大広間について席に着けば、いつもなら近くに座ってくるシェーマス達が僕を遠巻きに見ていた。そんな事気にするなと言いたげな顔で、ロンとハーマイオニーは隣に座ってくれたことが救いだった。
まずは新入生の歓迎をして、そのあとにダンブルドア先生の「かっこめ!」という掛け声で全員でご飯を食べ始めた。
皆が食べている間も、よくわからない視線や声は止まらなくて、なかなか手は進まなかったけれど。その時、ダンブルドア先生が前にでて毎年恒例のお話が始まった。
「諸君、今年は先生が二人変わる。まずはグラブリー・ブランク先生がハグリットの不在中”魔法生物飼育学”を担当する。闇の魔術に対する防衛術担当は、ドローレス・アンブリッジ先生じゃ。先生のご健闘を祈ろう。
さて、管理人フィルチさんからの要請が...」
ダンブルドア先生が一旦言葉を切り、後ろをちらりと見た。ドローレス・アンブリッジという人は、どぎついピンク色の服を全身に纏い、椅子から立ち上がっていたようだ。そういえば、あの顔に思い当たる節がある。尋問にいた、ファッジの部下だ。
「歓迎のお言葉ありがとうございます」
アンブリッジはわざわざダンブルドア先生の言葉を遮り、前に歩きながら話す。急な出来事に生徒も先生たちも驚いている。我らが寮監のマクゴナガル先生はもともと大きい目がさらに驚きで大きくなっていた。
「皆さんのしあわせな笑顔が私を見上げているのは、素敵ですわ。皆さんとはよいお友達になれることでしょう」
「「だろうね」」
甘ったるい話し声に唖然としながら皆見つめる。双子達が茶化すように、同時にそういった。

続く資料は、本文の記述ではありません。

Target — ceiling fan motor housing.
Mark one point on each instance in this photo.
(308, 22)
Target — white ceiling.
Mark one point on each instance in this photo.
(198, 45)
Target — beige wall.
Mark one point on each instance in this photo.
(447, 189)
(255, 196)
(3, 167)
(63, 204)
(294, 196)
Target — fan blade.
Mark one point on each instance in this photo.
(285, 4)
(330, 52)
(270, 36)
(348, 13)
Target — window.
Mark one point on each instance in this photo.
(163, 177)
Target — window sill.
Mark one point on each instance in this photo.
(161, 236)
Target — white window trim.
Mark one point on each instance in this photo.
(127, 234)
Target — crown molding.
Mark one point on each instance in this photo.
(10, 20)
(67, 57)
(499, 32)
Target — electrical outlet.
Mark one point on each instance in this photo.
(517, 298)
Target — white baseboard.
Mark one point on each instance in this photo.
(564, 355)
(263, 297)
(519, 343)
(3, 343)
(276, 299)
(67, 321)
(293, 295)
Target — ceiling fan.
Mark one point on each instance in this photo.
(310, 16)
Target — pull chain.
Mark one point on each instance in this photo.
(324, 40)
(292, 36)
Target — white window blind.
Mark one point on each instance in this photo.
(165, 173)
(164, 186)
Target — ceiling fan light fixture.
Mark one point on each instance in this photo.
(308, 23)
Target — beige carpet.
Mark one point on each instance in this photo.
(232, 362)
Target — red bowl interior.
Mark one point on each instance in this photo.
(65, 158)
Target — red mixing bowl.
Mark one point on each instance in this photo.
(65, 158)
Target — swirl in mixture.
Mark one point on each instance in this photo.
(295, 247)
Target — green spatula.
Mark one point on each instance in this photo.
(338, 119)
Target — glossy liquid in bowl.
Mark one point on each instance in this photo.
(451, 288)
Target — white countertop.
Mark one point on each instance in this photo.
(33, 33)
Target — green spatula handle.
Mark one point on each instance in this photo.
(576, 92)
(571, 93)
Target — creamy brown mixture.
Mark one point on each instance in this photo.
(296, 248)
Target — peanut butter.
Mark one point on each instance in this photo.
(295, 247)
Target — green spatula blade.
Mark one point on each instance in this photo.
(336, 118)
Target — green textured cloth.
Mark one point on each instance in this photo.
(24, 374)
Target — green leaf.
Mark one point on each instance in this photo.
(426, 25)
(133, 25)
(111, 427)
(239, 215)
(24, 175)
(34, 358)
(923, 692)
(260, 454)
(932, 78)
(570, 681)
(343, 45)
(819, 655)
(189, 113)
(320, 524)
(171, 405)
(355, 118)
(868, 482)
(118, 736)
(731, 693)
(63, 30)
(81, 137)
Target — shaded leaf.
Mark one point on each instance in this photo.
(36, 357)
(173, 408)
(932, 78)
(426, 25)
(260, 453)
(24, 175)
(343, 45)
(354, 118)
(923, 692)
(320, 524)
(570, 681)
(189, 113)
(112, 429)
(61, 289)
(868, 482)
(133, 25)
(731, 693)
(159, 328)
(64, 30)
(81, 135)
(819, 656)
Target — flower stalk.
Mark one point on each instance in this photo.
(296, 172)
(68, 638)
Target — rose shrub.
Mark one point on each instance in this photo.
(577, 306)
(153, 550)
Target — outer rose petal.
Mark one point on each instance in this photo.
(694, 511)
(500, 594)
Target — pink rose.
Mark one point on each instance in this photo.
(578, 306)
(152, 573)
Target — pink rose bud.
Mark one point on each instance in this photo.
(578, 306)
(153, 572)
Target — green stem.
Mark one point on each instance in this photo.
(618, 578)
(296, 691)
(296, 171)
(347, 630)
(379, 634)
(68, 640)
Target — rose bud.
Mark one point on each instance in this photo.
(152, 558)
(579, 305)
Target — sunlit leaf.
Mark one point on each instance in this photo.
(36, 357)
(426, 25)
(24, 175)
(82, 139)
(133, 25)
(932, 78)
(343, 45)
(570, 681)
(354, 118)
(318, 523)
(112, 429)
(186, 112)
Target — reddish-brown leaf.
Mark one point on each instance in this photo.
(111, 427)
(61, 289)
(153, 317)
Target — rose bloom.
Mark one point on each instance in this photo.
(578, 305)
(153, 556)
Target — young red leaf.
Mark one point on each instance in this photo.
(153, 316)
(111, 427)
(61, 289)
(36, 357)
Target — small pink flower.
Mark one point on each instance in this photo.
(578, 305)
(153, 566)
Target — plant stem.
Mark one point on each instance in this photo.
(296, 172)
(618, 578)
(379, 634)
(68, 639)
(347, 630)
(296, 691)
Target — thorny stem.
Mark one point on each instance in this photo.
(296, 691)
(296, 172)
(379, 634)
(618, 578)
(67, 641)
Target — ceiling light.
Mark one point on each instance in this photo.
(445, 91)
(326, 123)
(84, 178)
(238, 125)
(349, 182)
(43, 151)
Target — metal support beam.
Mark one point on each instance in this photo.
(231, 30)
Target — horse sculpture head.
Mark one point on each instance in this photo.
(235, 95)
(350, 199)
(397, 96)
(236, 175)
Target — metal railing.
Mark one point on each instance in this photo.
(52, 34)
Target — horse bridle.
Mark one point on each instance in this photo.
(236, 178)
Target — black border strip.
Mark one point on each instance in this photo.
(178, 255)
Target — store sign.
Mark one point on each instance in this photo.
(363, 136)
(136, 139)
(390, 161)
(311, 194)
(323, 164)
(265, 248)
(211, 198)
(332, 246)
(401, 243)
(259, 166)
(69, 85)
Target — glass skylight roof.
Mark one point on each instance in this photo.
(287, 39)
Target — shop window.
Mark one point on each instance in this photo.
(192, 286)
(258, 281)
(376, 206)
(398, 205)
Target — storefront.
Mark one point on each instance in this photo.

「魔法省は常に若い魔法使いの教育を重要視してきました。歴代校長は歴史あるこの学校に新風を吹き込みましたが、進歩のための進歩は奨励すべきではありません。保持すべきものは保持し、正すべきものはただし、禁ずべきとわかったものは切り捨てていきましょう」
あまりにもよくわからない話だったために、全員がポカーンと見つめる。それが終わったのだとわかったのは、ダンブルドア先生が拍手をしたからだ。あぁ、終わったんだとでもいうかのような雰囲気でまばらに拍手をする生徒達と共に僕も何度か拍手を小さくしておいた。
「ありがとうアンブリッジ先生。実に啓発的じゃった」
「啓発的?どこが?」
「...どういう意味?」
さっきのあの話が一体どんな意味を持っているのか。ざわざわとした喧騒のなか、僕たちと同じような話をしている生徒がたくさんいた。近くで話しているヒヨリ達の声も聞こえて、それをちらりと見てからハーマイオニーを見る。ハーマイオニーは僕とロンを交互に見ると「魔法省が干渉するという事よ」と答えた。
「なぁ首席様。さっきの話要約してくれよ」
「ダンブルドア先生のやり方が気にくわないらしい」
さすがは首席のタイリーの言葉。その一言であっという間に理解できたのは僕たちだけじゃなくて、聞き耳を立てていたほかの生徒もだったらしい。一瞬で動揺を露わにする皆の反応を見て、僕はもう一度アンブリッジの方を見た。彼女は依然とにっこり笑ったままキョロキョロと僕たち生徒を眺めているようだった。